Quite a bit of time was then spent on discussing the possibility of a failure. What does the district do if the bond does not pass?

Board members were sure to point out that should the bond fail, the district still has “critical needs” that need to be addressed and were quick to highlight the parts of the bond they felt were most important to the district – security and technology.

Shortly after prioritizing these two aspects the board began to list programs that would possibly need to be cut or limited to provide the district with the minimum, “essential”, security and technology upgrades without the bond.

This list included but was not limited to: cutting the current middle school team teaching concept, staff reductions, increased class sizes, privatize or eliminate transportation and cutting sports and band programs.

Trustee Nate Butki, however, had other ideas of what was necessary if the bond fails in the upcoming vote.

Butki was more concerned with rethinking the bond, saying that the idea that things would have to be cut right away (the first year) upon a failed bond proposal is untrue, and was more interested in finding the key points of the proposal and removing parts that were less favorable to the voters.

It was unclear, should the bond not pass, whether the board would move forward with another bond proposal and the meeting adjourned with members agreeing to inform voters of the current bond proposal as a team.

Also at the meeting:

Assistant Superintendent of Human Resources Rick Arnett took the floor to announce the four new teachers in the district: Alexander Schall (Lake Orion High School, math), William Conley (Scripps Middle School, special education), Lauren Miller (Stadium Drive Elementary, Kindergarten) and Nicholas Schultz (Lake Orion High School, computer programming).

Arnett also voiced his concerns over the shortage of hourly workers in the district, specifically the transportation workers.

He spoke with the board about informing the parents of the district that late buses are due to the lack of drivers, making for on-the-fly transportation decisions daily.

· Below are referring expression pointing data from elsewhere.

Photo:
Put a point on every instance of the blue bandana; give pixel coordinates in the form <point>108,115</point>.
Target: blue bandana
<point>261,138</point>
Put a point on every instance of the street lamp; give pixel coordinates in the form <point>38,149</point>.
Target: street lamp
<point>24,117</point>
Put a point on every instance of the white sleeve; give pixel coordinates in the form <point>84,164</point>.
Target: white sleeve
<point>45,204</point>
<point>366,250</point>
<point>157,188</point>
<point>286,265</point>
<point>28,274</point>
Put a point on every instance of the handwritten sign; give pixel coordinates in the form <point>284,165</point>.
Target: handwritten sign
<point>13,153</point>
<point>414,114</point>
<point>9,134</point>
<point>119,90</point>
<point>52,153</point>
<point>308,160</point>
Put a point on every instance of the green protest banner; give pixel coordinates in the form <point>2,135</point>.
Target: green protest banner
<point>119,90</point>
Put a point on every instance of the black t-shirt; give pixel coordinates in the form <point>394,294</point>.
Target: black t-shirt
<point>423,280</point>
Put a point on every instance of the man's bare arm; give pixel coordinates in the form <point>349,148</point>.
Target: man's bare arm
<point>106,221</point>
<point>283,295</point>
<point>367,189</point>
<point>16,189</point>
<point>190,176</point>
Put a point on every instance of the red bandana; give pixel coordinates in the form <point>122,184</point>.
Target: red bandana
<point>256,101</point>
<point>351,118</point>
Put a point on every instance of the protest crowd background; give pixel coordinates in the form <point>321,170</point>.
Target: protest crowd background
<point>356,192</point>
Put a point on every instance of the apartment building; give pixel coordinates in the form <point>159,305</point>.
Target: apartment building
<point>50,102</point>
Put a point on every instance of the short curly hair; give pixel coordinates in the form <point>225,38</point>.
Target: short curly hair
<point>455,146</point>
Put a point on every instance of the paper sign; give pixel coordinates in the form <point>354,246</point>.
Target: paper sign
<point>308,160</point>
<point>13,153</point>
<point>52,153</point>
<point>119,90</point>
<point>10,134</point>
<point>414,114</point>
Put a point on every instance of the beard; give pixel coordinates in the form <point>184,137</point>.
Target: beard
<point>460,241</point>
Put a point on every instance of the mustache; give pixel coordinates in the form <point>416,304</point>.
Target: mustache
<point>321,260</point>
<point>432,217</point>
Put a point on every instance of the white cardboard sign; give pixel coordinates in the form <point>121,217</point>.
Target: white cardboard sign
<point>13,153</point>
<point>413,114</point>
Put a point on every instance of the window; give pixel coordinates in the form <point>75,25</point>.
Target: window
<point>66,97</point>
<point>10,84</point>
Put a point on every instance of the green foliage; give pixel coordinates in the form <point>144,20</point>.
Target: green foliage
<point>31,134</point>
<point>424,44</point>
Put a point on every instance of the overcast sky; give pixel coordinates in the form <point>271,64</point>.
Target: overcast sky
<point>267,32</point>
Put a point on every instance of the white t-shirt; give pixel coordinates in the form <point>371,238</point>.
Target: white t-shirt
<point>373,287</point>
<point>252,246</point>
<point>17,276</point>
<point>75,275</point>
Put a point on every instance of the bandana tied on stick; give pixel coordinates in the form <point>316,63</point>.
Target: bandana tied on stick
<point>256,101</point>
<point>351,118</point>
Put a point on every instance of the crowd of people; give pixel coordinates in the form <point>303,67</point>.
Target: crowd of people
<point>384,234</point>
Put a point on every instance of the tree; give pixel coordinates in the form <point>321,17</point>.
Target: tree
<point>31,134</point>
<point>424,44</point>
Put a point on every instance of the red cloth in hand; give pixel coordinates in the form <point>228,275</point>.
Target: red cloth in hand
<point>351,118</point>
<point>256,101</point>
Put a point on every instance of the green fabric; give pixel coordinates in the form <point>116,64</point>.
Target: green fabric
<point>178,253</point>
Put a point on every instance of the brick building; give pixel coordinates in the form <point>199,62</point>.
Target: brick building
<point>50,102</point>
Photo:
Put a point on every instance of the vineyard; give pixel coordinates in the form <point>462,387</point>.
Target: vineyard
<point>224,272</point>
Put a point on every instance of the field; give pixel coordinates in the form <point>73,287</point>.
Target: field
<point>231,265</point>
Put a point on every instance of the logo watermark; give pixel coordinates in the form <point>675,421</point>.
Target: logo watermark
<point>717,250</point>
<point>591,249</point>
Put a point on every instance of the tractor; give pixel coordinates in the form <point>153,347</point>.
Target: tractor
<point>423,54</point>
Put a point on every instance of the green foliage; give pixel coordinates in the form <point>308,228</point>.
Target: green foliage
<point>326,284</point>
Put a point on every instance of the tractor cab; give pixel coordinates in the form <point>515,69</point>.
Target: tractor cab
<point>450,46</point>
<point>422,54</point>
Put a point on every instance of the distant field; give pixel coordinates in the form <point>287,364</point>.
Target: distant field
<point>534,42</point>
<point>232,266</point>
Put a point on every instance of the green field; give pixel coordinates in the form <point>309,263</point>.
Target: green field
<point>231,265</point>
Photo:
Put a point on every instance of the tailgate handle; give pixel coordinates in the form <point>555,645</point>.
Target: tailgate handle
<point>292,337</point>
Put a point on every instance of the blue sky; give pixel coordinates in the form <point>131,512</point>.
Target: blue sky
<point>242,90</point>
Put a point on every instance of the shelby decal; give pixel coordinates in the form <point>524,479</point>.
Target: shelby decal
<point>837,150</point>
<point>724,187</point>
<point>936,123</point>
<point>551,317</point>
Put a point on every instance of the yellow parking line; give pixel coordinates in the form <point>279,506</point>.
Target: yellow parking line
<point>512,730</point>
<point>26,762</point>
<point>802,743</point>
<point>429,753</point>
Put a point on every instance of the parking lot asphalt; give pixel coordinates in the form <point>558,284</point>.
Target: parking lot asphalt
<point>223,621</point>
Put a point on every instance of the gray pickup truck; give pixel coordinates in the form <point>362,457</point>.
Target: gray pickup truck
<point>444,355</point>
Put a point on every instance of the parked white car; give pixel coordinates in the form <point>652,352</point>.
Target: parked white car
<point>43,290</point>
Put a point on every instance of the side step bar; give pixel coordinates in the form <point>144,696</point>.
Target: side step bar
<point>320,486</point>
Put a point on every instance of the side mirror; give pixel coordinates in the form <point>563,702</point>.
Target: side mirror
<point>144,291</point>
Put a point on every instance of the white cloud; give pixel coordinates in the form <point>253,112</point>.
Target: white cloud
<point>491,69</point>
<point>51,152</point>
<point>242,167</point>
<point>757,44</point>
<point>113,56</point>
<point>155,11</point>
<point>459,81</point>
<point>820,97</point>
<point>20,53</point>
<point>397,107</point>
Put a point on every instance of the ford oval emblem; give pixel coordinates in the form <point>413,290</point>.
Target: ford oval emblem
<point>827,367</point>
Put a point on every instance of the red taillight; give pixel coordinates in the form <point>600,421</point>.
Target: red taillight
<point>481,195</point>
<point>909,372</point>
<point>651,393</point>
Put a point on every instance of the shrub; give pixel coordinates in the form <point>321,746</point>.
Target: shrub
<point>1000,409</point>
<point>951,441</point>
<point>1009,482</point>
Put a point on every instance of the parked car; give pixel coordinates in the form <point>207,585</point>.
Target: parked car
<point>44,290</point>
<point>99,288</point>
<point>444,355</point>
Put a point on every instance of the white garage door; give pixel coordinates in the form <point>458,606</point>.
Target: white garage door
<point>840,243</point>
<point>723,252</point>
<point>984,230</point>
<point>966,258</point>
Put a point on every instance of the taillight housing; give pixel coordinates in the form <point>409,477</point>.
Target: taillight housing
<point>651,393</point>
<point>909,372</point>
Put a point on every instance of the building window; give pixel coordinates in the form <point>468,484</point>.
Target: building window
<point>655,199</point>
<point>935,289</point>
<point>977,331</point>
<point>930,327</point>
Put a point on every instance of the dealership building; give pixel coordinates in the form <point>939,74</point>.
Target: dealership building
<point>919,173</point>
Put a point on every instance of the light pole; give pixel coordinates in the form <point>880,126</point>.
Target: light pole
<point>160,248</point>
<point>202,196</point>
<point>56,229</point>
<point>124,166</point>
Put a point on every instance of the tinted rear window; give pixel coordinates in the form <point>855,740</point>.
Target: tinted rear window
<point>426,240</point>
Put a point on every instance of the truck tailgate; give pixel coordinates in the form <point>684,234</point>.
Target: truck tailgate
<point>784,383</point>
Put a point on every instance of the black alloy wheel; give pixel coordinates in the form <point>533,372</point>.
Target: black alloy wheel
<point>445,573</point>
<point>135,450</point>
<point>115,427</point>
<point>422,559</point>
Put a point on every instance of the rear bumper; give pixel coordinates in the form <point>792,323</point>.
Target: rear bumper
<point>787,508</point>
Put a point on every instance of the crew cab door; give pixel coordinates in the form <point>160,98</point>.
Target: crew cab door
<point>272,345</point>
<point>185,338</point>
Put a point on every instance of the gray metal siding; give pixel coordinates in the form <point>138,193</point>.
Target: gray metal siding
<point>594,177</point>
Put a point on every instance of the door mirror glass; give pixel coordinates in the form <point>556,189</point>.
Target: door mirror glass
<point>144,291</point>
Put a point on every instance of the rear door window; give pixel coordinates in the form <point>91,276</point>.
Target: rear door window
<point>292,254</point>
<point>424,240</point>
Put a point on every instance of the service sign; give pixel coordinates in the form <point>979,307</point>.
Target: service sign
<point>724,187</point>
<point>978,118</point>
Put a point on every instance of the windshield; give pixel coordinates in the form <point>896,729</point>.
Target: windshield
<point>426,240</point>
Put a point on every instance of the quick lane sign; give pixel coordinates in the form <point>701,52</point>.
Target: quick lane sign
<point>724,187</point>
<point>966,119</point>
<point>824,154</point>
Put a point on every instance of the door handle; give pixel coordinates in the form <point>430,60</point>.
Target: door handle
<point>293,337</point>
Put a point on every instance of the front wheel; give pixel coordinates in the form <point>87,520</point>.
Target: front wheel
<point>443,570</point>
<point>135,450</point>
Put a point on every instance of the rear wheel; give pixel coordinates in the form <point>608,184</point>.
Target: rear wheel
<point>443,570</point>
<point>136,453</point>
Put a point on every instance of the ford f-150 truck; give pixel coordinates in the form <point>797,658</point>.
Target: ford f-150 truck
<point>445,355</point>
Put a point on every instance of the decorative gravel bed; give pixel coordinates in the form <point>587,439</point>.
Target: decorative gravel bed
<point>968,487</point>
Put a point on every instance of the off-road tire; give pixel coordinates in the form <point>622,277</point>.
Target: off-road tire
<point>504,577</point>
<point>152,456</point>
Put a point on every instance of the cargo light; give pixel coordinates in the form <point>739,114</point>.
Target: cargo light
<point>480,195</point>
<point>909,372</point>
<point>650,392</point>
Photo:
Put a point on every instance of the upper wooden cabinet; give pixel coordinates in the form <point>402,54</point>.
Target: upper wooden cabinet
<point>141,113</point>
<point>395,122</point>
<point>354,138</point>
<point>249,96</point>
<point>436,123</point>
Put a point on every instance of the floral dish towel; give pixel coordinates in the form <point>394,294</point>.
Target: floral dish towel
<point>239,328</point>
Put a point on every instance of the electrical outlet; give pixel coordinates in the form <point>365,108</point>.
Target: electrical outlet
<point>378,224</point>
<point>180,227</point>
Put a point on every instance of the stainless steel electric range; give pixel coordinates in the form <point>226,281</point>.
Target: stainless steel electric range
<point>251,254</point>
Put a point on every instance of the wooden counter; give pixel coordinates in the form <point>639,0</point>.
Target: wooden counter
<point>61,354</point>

Moving forward, the long-term fix would probably be fewer, but longer, routes.

The board as a whole moved on to discuss community issues with the high school stadium field and track that was recently replaced using sinking fund money.

The board was clear in stating that these updates were necessary. The field, which is made of Astroturf, and the running track were both deemed unsafe for use.

The Astroturf itself was five years over its warranty and generated a large concern because it was no longer holding rubber, creating certain health hazards. While the track alone posed multiple trip hazards.

“You don’t buy your house and never maintain it,” board Secretary Dana Mermell said.